See For Innocence

SeeForInnocence
In this controversial essay collection, award-winning writer Shelby Stelle illuminates the origins of the current conflict in race relations–the increase in anger, mistrust, and even violence between black and whites. With candor and persuasive argument, he shows us how both black and white Americans have become trapped into seeing color before character, and how social policies designed to lessen racial inequities have instead increased them. The Content of Our Character is neither “liberal” nor “conservative,” but an honest, courageous look at America’s most enduring and wrenching social dilemma. (synopsis from Google Books)

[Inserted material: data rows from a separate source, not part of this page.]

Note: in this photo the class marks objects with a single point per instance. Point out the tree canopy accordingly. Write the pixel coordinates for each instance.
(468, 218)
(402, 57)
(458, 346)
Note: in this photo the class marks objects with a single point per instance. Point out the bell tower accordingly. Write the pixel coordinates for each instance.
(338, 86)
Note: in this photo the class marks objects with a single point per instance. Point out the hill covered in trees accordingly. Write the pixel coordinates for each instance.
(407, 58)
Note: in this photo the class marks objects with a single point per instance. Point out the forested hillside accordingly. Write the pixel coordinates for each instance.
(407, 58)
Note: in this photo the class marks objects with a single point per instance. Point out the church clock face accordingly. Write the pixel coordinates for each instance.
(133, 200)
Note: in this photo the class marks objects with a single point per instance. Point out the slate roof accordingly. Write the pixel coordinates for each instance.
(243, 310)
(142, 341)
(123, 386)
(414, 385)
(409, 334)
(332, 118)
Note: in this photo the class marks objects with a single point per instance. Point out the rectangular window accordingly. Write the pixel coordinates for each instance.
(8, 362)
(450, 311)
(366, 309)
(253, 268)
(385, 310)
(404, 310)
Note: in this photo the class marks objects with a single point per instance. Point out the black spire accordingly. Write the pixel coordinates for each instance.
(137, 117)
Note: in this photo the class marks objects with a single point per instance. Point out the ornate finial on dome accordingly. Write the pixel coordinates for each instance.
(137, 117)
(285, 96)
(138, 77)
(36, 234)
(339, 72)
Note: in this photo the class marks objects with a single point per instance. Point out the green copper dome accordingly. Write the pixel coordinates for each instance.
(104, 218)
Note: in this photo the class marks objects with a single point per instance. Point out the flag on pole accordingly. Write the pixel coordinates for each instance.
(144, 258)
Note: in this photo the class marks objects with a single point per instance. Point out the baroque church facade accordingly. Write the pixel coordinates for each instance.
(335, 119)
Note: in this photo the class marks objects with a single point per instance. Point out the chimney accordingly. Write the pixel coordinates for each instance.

seeing for innocence-a form of seeing that has more to do with one’s hidden need for innocence (and power) than with the person or group one is looking at…Seeing for innocence is the essence of racism-the use of others as a means to our own goodness and superiority…For whites seeing for innocence means seeing themselves and blacks in ways that minimize white guilt…Seeing for innocence pressures blacks to focus on racism and to neglect the individual initiative that would deliver them from poverty…With our eyes on innocence we see racism everywhere and miss opportunity even as we stumble over it.”[1]

“”Innocence is ignorance”, Kierkegaard says, and if this is so, the claim of innocence amounts to an insistence on ignorance, a refusal to know. In their assertions of innocence both races carve out very functional areas of ignorance for themselves-territories of blindness that license a misguided pursuit of power. Whites gain superiority by not knowing blacks; blacks gain entitlement by not seeing their own responsibility for bettering themselves. The power each race seeks in relation to the other is grounded in a double-edged ignorance of the self as well as of the other.”[2] 

[1][2] Shelby Steele, The Content of our Character, (New York: HarperPerennial, 1991), 8, 16-17.